Commanders and leaders
- Nikitaras Nikitas Flessas Papaflessas: Mahmud Dramali Pasha

Casualties and losses
- Unknown: 600–1,000 dead

= Battle of Agionori =

1822 battle

The Battle of Agionori was a military engagement of the Greek War of Independence. It took place on 28 July 1822, two days after the destruction of Dramali in Dervenakia. In this battle, the Greek leaders were Nikitaras, Nikitas Flessas and Papaflessas.

==The events before the battle==
After the battle at Dervenakia, Theodoros Kolokotronis conceived and implemented a plan to completely block Dramali's army, which he expected would attempt to pass from Nafplio to Corinth. Ultimately, the plan was not implemented properly, resulting in the Turks fleeing to Agionori, where the only one left to face them was Nikitaras with Nikitas Flessas.

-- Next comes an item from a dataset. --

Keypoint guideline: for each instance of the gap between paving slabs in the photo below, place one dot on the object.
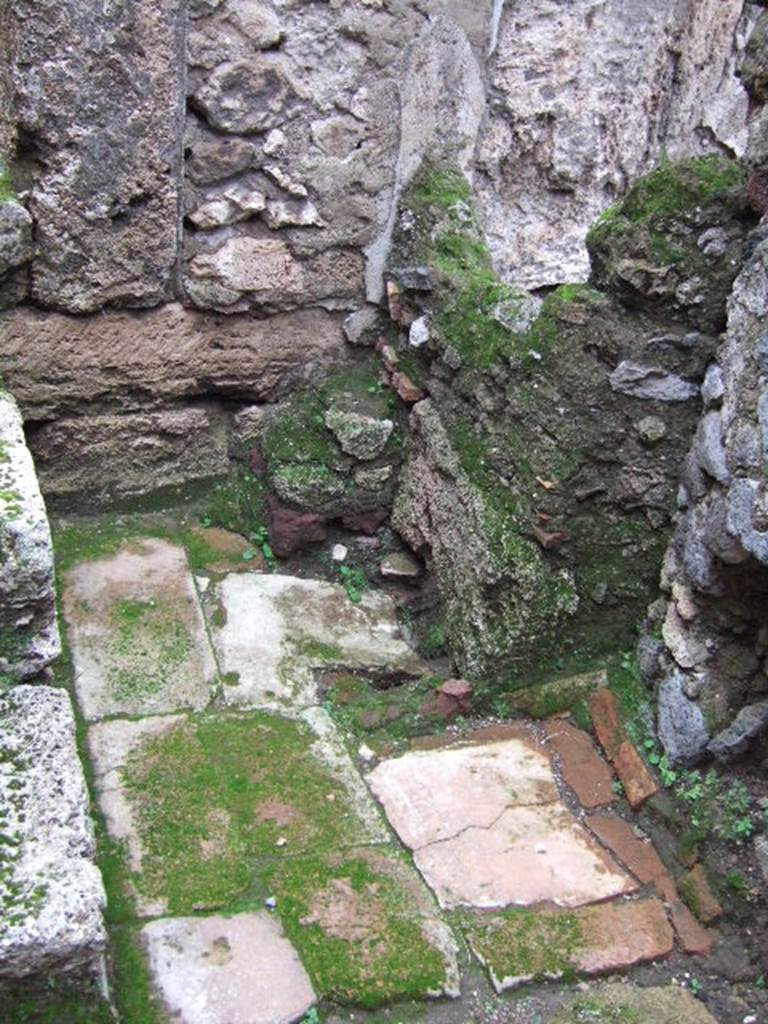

On the night of 27/28 July, Dramali learned that the Berbatios ravine was unguarded and decided to pass through it to reach the Agionori road and from there, via Klenia, to reach Corinth.

==The battle==
At first, Dramali turned against Nikitaras's corps at Agios Vasileios, which was more isolated and left a small force on the road to Agionori to occupy the Flessaians. Nikitara's men suffered losses and began to retreat towards Stefani, where they resisted effectively, assisted by Nikitas Flessas' corps. Finally, the Turks, caught between two fires, were defeated, losing at least 600 men (many historians put the losses at 1,000 men). They would have suffered greater losses if the Greeks had continued to pursue them, but it seems that they were dazzled by the rich loot and stopped. Only Nikitaras with a few men continued the pursuit, helped by the women of Agionori who threw stones at the Turks from above. Thus, a large number of the defeated escaped, along with Dramali's himself, to Corinth where they were again blocked by the Greeks.

==The end of Dramali's army==
In August and September 1822, Dramali regrouped the remnants of his army and tried three times to break through the Greek encirclement, unsuccessfully. After these failures, he tried to help the Turkish besieged Nafplio. In late October or November 1822, he died of grief or typhus. His men, based in Corinth, repeatedly supplied Nafplio and, after the fall of the latter, those who remained from illness and hardship fled to Patras, leaving a garrison of 500 men in Acrocorinth.